Il est d’abord possible de recourir, avec l’accord du salarié, à des modalités individuelles, comme l’accomplissement d’heures supplémentaires ou complémentaires, dans le respect des limites autorisées, ou la conclusion d’avenants "compléments d’heures" au contrat de travail de salariés en temps partiel, dès lors qu’un accord de branche étendu l’autorise. Il est également possible de passer par des solutions collectives, comme l’aménagement du temps de travail annuel afin d’adapter le rythme de travail des salariés à celui de l’activité de l’entreprise qui peut être soumise à une forte saisonnalité. Cette solution nécessite toutefois, soit un accord de branche, soit la négociation d’un accord d’entreprise ou, en l’absence de CSE, l’accord d’une majorité des deux tiers des salariés. "La négociation de tels accords prend du temps et impose de respecter des contraintes et un cadre formel importants. C’est pourquoi, il est conseillé de se faire accompagner par un avocat spécialisé dans le droit du travail pour entreprendre de telles démarches", recommande Laetitia Chaffain, manager expertise sociale chez Baker Tilly Strego.

CDI à temps partiel, groupe d’employeurs

Dans certains cas, plutôt que d’enchaîner les contrats courts, il peut être préférable de mettre en place des CDI à temps partiel. "Il faut certes respecter la clause d’une durée minimale de 24 h de travail hebdomadaire, mais certaines conventions collectives permettent d’y déroger", précise Laetitia Chaffain. Certaines catégories de salariés, comme les étudiants, peuvent toutefois se montrer réfractaires à s’engager dans un CDI.

La mise à disposition de salariés, via un groupement d’employeurs, est également intéressante, car elle n’a pas d’impact sur le taux de séparation. Enfin, le recours à des alternants, dont l’emploi du temps est souvent aménagé en fonction des spécificités du métier, offre une autre alternative.

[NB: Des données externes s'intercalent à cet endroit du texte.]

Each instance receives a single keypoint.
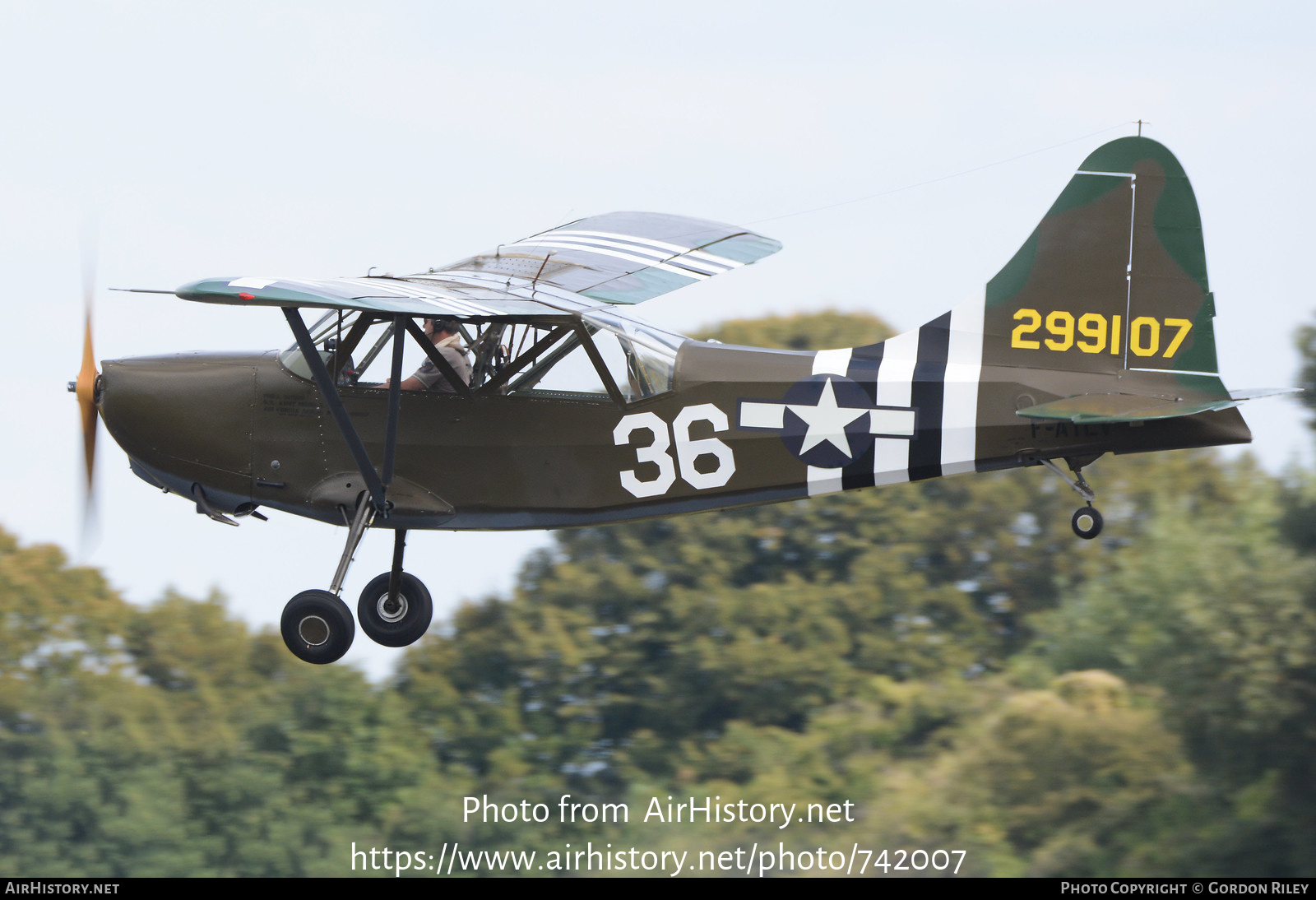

Ces modalités, qu’elles soient individuelles ou collectives, passent par une bonne communication auprès des salariés pour être bien comprises et susciter leur engagement. "Toutes ces mesures ne sont pas exclusives les unes des autres. L’enjeu peut être de les combiner pour, non seulement, limiter le malus, mais bénéficier du bonus", relève Laetitia Chaffain.